El pasado jueves, los escoceses decidieron con su voto seguir formando parte del Reino Unido. Los partidarios del no a la independencia consiguieron la victoria en una consulta muy reñida hasta el final aunque la distancia real fue finalmente mayor de lo que auguraban las últimas encuestas, que incluso llegaron a situar por delante a los defensores de la sececión. Escocia, pues, seguirá dentro de Gran Bretaña, como en los tres últimos siglos de su historia. Por muchas razones, el referéndum centró la atención de toda Europa. Podría haberse dado la primera desmembración de un Estado de la UE desde que se creó, con las implicaciones que esto podría tener sobre otras regiones con defensores de la independencia en distintos países europeos como ocurre en Cataluña. Los nacionalistas catalanes siguieron la consulta escocesa con gran atención y fueron muchos los catalanes que se desplazaron a aquel país para seguir la consulta. El triunfo del no puede interpretarse, lógicamente, como un varapalo para los independentistas. Ahí está la dimisión del líder escocés Alex Salmond. Pero pienso que la celebración del referéndum deja importantes lecciones que todos, soberanistas y "unionistas" deberían tener en cuenta.

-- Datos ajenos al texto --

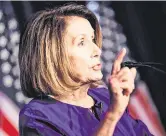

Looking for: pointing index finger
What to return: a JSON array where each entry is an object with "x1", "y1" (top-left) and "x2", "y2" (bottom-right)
[{"x1": 112, "y1": 48, "x2": 126, "y2": 75}]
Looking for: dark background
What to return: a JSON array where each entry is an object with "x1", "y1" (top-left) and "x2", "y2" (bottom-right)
[
  {"x1": 11, "y1": 1, "x2": 166, "y2": 129},
  {"x1": 111, "y1": 2, "x2": 166, "y2": 130}
]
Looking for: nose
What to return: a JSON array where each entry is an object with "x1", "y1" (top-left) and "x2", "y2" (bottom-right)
[{"x1": 91, "y1": 43, "x2": 102, "y2": 58}]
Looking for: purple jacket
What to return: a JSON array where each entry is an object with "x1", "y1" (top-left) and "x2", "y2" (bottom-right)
[{"x1": 19, "y1": 87, "x2": 153, "y2": 136}]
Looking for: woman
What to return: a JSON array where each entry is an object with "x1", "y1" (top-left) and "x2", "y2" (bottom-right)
[{"x1": 19, "y1": 3, "x2": 153, "y2": 136}]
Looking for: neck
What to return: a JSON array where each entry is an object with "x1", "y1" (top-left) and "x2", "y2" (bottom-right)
[{"x1": 51, "y1": 84, "x2": 94, "y2": 108}]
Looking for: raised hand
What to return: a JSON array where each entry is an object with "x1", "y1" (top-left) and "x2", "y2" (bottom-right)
[
  {"x1": 108, "y1": 48, "x2": 137, "y2": 117},
  {"x1": 94, "y1": 48, "x2": 137, "y2": 136}
]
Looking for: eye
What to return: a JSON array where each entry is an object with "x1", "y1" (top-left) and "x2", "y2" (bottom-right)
[{"x1": 78, "y1": 40, "x2": 84, "y2": 46}]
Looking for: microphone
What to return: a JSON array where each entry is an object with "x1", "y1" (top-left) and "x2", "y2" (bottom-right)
[
  {"x1": 91, "y1": 102, "x2": 103, "y2": 121},
  {"x1": 94, "y1": 102, "x2": 102, "y2": 110},
  {"x1": 121, "y1": 61, "x2": 166, "y2": 75}
]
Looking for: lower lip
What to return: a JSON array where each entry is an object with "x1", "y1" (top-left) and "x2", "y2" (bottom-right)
[{"x1": 92, "y1": 64, "x2": 102, "y2": 70}]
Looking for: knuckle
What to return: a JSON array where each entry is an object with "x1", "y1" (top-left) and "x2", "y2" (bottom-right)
[
  {"x1": 130, "y1": 83, "x2": 135, "y2": 91},
  {"x1": 109, "y1": 76, "x2": 117, "y2": 84},
  {"x1": 122, "y1": 67, "x2": 130, "y2": 73}
]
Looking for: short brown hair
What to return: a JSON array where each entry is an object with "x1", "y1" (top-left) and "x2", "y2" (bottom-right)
[{"x1": 19, "y1": 3, "x2": 103, "y2": 98}]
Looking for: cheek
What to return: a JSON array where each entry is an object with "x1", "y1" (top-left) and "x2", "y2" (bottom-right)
[
  {"x1": 70, "y1": 53, "x2": 91, "y2": 67},
  {"x1": 73, "y1": 58, "x2": 91, "y2": 72},
  {"x1": 70, "y1": 55, "x2": 91, "y2": 76}
]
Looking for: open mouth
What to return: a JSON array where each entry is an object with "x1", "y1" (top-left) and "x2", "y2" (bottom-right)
[{"x1": 92, "y1": 64, "x2": 102, "y2": 70}]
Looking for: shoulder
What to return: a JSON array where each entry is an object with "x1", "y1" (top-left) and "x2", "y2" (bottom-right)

Probablemente, comparar la situación de Escocia con la de Cataluña sea tan desacertado como inevitable. Pocas similitudes hay entre los dos territorios, su historia o las competencias de ambos dentro de su país. Escocia fue durante siglos un Estado independiente que en el siglo XVIII decidió integrarse en el Reino Unido. Cataluña, sin embargo, no cuenta con ese pasado independiente, aunque la perversión de la historia y el afán por retorcer la realidad por parte de algunos políticos catalanes pretendan hacer ver lo contrario. Mucho se ha escrito sobre las diferencias entre Escocia y Cataluña, cierto. Y, en efecto, hay muchas más que similitudes. Ahora bien, otra diferencia clave es que allí fue el Estado el que decidió convocar un referéndum libre y democrático, mientras que aquí eso es algo imposible de plantear.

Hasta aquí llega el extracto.